2.Dairece yapılan temyiz incelemesi neticesinde; uyuşmazlığın çözümünde genel hükümlerin uygulanması gerekmektedir. 4721 sayılı Türk Medenî Kanunu'nun (4721 sayılı Kanun) 689 uncu maddesinin birinci fıkrasına göre paydaşlar, kendi aralarında oybirliğiyle anlaşarak yararlanma, kullanma ve yönetime ilişkin konularda kanun hükümlerinden farklı bir düzenleme yapabilirler. Öncelikle belirlenmesi gereken husus, yönetim planının taraflar açısından bağlayıcı olup olmadığıdır. Birlikte yönetime karar verilebilmesi için, 159 ayrı parsel ile 4 ayrı ortak parselin birlikte yönetimi için hazırlanan yönetim planının, 4721 sayılı Kanun'un 689 uncu maddesinin birinci fıkrası gereğince tüm parsel malikleri tarafından oybirliği ile kabul edilmesi gerekir. Bununla birlikte 159 ayrı parsel malikinden, bir kısım parsel maliki tarafından kabul edilen yönetim planı, kabul eden parsel malikleri ve parseller yönünden geçerli ve bağlayıcı olup ancak 4 adet sosyal tesislerin bulunduğu parseller yönünden oybirliği bulunmadığından bağlayıcı değildir. Toplantının ve alınan kararların 159 ayrı parsel ile 4 ayrı ortak parsel yönünden birlikte yapıldığı ve kararların birlikte alındığı anlaşıldığına göre, mahkemece davacıların sosyal tesislerin bulunduğu parsellerde malik olduklarının tespiti halinde, toplantının ve alınan kararların iptali gerekir.
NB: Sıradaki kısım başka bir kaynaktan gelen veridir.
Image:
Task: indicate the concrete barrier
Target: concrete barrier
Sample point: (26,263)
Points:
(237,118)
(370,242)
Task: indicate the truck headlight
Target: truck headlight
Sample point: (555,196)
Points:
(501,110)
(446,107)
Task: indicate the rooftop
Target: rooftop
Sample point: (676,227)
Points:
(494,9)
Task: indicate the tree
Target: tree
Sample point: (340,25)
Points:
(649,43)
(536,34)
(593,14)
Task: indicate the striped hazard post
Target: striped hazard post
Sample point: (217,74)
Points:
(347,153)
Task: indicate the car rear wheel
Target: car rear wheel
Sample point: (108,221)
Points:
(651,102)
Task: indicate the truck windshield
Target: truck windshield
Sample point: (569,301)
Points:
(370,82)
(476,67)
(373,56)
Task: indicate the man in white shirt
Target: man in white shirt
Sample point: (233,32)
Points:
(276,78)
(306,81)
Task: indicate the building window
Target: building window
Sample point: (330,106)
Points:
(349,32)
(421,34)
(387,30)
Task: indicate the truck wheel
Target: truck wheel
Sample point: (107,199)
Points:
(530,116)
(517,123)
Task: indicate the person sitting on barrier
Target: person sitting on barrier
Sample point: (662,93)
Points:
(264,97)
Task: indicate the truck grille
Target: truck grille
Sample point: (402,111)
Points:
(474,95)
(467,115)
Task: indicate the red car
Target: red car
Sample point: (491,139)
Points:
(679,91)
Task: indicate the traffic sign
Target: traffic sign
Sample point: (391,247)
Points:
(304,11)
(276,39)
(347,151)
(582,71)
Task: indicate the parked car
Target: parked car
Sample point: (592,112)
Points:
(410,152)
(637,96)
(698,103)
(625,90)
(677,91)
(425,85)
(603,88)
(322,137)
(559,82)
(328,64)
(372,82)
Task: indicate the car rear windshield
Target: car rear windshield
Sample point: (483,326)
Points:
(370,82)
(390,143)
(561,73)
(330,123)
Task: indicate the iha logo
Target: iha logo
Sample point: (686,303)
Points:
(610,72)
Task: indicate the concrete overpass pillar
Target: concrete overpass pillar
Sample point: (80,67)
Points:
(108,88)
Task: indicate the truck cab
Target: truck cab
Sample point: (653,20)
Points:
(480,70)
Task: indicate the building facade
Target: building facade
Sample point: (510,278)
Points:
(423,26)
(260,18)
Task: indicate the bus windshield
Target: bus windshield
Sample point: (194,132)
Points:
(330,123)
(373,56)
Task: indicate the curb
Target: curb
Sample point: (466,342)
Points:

Açıklanan hususlarda bir araştırma ve inceleme yapılmadan hüküm kurulması doğru görülmediğinden hükmün bozulmasına karar vermiştir.

B. Bölge Adliye Mahkemesince Bozmaya Uyularak Verilen Karar

Bölge Adliye Mahkemesinin 28.12.2021 tarihli ve 2021/516 Esas, 2021/1425 Karar sayılı kararıyla bozma ilamına uyularak davanın kabulüne karar verilmiştir.

C. İkinci Bozma Kararı

1. Bölge Adliye Mahkemesinin yukarıda belirtilen kararına karşı süresi içinde davalı vekili temyiz isteminde bulunmuştur.

2.Dairece yapılan temyiz incelemesi neticesinde kısa karar ile gerekçeli kararın çelişkili olmasının usul ve kanuna aykırı olduğu belirtilerek hükmün bozulmasına karar vermiştir.

B. Bölge Adliye Mahkemesince Bozmaya Uyularak Verilen Son Karar

Bölge Adliye Mahkemesinin 31.01.2023 tarihli ve 2022/2485 Esas, 2023/135 Karar sayılı kararıyla bozma ilamına uyularak davacı ...'nin davasının kabulü ile ... Sitesi Toplu Yapı Yönetiminin 16.07.2017 tarihli genel kurul toplantısında alınan tüm kararların iptaline, davacı ...'ın davasının yargılama sırasında taşınmazı devretmiş olduğundan, aktif husumet ehliyeti yokluğu nedeniyle reddine karar verilmiştir.

VI. TEMYİZ

A. Temyiz Yoluna Başvuranlar

Bölge Adliye Mahkemesinin yukarıda belirtilen kararına karşı süresi içinde davalı vekili temyiz isteminde bulunmuştur.

B. Temyiz Sebepleri

Davalı vekili temyiz dilekçesinde özetle; yönetim planının tapuya şerh verilmemiş olmasının taraf arasında bağlayıcı sözleşme olması niteliğini değiştirmediğini, ilk toplantının 2017 tarihinde değil 2012 tarihinde yapılarak yönetim planının oyçokluğu ile kabul edildiğini kararın eksik araştırma ve inceleme neticesinde verildiğini ve davanın reddine karar verilmesi gerektiğini ileri sürmüştür.

C. Gerekçe

1. Uyuşmazlık ve Hukukî Nitelendirme

Uyuşmazlık, Kat Malikleri Kurulu Toplantısının iptali istemine ilişkindir.

2. İlgili Hukuk

1. 6100 sayılı Hukuk Muhakemeleri Kanunu'nun (6100 sayılı Kanun) 369 uncu maddesinin birinci fıkrası ile 370 ve 371 inci maddeleri.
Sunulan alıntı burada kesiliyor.